The Danish Social Security Number CPR in SAS

The Danish social security number is a 10 digit number, that every Danish citizen receives at birth. In Danish, it is called a CPR (Central Person Register) number. In this post, I will demonstrate how to handle the CPR Number in SAS. We will see how to extract information from the CPR Number such as gender and birth date in SAS. If you are not at all familiar with the construction of the CPR Number, I encourage you to read the CPR Nummer Wiki Page. I will not go into details with the construction and allocation here. Rather, I will focus on how to tackle it in SAS.

Male of Female?

It is very simple to extract the gender of the CPR number holder. It is simply determined by the 10’th digit. If this is an even number, it belongs to a female. If it is uneven, it belongs to a male. This is easy to extract with the Char Function like below.

data _null_;
   cpr='2308792308';
   if      char(cpr, 10) in ('0', '2', '4', '6', '8') then gender='Female';
   else if char(cpr, 10) in ('1', '3', '5', '7', '9') then gender='Male';
 
   put gender=;
run;

Calculate Birthdate and Age From CPR Number

It is more complicated to calculate an individuals date of birth from his/her social security number. Part of it is straight forward. The first two digits represents the day of the month. The next two represents the month number. Digit 5 and 6 represents the year of birth. However, only in combination with the 7’th digit can we determine the century of birth. You can see how the century is determined in the Wiki Page in the top.

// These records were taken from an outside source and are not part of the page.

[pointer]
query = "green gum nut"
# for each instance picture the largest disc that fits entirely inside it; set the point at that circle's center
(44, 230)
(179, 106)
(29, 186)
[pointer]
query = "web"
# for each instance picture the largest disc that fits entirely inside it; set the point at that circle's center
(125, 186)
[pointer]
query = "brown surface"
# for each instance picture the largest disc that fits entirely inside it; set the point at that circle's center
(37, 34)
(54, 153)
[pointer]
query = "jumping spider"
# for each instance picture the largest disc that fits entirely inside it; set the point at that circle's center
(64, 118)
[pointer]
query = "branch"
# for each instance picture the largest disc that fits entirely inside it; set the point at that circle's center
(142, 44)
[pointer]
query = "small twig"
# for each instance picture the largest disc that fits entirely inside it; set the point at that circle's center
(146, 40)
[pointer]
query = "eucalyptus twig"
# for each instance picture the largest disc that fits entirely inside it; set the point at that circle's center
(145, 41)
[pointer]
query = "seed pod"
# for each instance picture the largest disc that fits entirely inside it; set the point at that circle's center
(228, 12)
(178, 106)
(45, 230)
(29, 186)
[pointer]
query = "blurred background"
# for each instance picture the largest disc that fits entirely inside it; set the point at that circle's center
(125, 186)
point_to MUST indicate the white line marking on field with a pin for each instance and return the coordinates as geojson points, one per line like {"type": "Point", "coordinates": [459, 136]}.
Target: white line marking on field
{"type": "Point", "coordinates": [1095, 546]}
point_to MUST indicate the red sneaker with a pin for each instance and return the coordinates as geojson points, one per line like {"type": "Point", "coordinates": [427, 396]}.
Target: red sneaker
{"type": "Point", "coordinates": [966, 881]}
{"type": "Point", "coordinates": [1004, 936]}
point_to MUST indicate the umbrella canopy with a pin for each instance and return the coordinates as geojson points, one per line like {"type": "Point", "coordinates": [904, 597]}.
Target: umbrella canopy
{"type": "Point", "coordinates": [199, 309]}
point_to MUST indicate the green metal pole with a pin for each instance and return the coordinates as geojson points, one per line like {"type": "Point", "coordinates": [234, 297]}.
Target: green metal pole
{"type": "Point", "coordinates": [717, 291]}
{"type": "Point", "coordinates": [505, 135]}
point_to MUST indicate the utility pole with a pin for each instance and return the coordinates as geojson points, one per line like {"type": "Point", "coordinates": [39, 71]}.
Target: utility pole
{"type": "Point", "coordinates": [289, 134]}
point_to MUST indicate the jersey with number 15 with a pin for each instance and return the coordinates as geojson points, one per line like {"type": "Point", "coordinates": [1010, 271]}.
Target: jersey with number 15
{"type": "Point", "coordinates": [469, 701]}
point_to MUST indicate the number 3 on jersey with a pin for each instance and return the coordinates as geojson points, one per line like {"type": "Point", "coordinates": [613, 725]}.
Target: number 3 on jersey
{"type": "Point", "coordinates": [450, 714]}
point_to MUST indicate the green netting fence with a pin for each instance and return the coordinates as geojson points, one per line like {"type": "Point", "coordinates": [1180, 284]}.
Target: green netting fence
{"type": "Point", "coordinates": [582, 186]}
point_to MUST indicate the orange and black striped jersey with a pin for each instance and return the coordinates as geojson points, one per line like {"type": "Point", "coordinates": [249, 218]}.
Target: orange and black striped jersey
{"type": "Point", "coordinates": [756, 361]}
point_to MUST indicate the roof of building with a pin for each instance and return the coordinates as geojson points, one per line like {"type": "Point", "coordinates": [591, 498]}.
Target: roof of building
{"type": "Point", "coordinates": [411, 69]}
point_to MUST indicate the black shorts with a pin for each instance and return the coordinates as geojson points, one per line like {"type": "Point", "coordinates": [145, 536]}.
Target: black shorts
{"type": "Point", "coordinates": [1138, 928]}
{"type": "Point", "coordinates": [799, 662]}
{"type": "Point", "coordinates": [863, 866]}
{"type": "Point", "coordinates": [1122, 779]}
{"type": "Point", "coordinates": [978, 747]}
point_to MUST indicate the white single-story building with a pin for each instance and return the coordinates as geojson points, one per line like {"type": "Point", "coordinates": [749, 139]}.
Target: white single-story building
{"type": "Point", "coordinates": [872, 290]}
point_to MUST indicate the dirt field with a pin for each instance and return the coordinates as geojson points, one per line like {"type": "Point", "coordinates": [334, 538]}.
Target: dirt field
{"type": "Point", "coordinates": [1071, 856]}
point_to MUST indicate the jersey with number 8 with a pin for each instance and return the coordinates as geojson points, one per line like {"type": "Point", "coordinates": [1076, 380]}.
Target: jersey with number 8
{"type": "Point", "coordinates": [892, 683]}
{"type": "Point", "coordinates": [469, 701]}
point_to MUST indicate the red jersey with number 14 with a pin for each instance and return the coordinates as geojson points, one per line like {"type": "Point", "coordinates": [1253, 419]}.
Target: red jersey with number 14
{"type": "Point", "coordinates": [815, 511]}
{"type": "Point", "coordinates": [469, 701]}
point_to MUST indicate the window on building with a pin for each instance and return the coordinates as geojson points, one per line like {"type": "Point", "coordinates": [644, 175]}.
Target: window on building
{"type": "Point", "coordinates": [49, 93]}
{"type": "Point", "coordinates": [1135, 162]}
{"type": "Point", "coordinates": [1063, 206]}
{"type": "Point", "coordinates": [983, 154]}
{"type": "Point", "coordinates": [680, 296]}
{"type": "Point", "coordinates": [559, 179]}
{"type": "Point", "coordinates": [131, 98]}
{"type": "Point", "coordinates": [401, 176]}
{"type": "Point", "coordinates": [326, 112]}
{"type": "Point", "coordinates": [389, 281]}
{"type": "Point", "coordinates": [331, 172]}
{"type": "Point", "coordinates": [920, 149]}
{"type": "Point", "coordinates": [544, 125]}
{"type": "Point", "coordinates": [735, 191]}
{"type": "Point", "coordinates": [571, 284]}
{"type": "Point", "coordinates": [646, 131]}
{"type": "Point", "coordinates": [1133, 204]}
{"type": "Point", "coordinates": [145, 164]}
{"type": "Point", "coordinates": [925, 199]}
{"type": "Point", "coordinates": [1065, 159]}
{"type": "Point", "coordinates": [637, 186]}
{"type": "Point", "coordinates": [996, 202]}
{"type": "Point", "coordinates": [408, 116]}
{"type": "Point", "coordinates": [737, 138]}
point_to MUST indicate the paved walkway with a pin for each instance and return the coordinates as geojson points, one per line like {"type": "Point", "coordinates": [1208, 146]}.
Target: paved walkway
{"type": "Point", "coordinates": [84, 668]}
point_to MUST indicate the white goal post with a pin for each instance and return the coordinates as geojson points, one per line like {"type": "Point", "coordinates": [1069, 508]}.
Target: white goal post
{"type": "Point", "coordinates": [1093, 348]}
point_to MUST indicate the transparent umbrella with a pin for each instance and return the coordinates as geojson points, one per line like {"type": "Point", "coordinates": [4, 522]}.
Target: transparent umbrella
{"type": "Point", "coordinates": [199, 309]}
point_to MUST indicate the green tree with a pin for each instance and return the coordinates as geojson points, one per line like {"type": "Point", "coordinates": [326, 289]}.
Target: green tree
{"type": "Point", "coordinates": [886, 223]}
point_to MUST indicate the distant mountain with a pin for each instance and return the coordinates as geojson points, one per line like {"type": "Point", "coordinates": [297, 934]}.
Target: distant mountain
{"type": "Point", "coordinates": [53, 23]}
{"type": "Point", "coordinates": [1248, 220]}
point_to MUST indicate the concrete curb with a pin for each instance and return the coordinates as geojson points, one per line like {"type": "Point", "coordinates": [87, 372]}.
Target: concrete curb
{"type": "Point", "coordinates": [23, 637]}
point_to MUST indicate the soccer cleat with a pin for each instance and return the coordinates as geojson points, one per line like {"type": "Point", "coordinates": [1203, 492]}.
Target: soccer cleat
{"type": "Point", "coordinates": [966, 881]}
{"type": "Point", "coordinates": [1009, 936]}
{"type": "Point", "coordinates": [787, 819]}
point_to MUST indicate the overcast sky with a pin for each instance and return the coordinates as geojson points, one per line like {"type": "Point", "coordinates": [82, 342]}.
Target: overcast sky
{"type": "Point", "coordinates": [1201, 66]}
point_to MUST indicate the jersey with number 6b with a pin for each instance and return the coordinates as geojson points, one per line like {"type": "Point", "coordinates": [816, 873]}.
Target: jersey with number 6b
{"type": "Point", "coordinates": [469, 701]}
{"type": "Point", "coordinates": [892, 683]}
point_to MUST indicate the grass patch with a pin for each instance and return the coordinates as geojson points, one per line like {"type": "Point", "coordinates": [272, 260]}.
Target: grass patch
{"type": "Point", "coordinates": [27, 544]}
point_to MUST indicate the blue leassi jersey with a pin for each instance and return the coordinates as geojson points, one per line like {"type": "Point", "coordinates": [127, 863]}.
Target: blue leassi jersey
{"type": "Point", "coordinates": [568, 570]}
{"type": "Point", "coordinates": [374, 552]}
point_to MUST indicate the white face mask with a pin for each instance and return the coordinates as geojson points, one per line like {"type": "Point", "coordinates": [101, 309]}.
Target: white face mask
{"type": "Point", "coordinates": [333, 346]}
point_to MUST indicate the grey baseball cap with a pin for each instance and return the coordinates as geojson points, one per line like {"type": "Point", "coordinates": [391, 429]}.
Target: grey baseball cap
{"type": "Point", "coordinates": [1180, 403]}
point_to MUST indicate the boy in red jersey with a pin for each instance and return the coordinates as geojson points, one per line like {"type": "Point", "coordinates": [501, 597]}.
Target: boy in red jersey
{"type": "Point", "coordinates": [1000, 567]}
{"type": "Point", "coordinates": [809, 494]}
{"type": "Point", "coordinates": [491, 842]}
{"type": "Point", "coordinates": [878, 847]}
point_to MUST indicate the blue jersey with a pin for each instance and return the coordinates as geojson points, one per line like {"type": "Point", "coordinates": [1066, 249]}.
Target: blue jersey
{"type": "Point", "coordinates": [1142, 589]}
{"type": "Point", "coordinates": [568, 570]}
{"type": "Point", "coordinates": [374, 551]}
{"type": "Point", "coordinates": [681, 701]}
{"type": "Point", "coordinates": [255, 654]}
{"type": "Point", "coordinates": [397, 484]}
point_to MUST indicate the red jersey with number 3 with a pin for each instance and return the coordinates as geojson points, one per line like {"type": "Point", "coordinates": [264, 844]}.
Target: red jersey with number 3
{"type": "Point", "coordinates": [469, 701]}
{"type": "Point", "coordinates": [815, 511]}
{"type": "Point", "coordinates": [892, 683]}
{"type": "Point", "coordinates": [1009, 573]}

In the code below, I calculate the date of birth from a CPR number. I do so with a 2 Dimensional Array Lookup, where I look up the century using the 7’th and 5, 6’th digits respectively. I then use the MDY Function to calculate the actual date of birth. Try to input your own CPR number (if you have one).

data _null_;
    cpr='2902001308';
 
    day=substr(cpr, 1, 2);
    mon=substr(cpr, 3, 2);
    _56=substr(cpr, 5, 2);
    _7 =substr(cpr, 7, 1);
 
    array _ {0:9, 0:99} _temporary_  (4*(37*19   21*19   42*19)          
                                      1*(37*20   21*19   42*19)
                                      4*(37*20   21*20   42*18)
                                      1*(37*20   21*19   42*19));
 
    cen  = _[input(_7, 1.), input(_56, 2.)];
    year = input(cats(cen, _56), 4.);
 
    birthdate=mdy(input(mon, 2.), input(day, 2.), year);
 
    put "The individuals birthdate is " birthdate date9.;
 
run;

Obviously, the code above does not take into consideration invalid CPR numbers such as dates that make no sense. The custom function below will return a missing value for invalid CPR numbers. Feel free to copy the code and use it.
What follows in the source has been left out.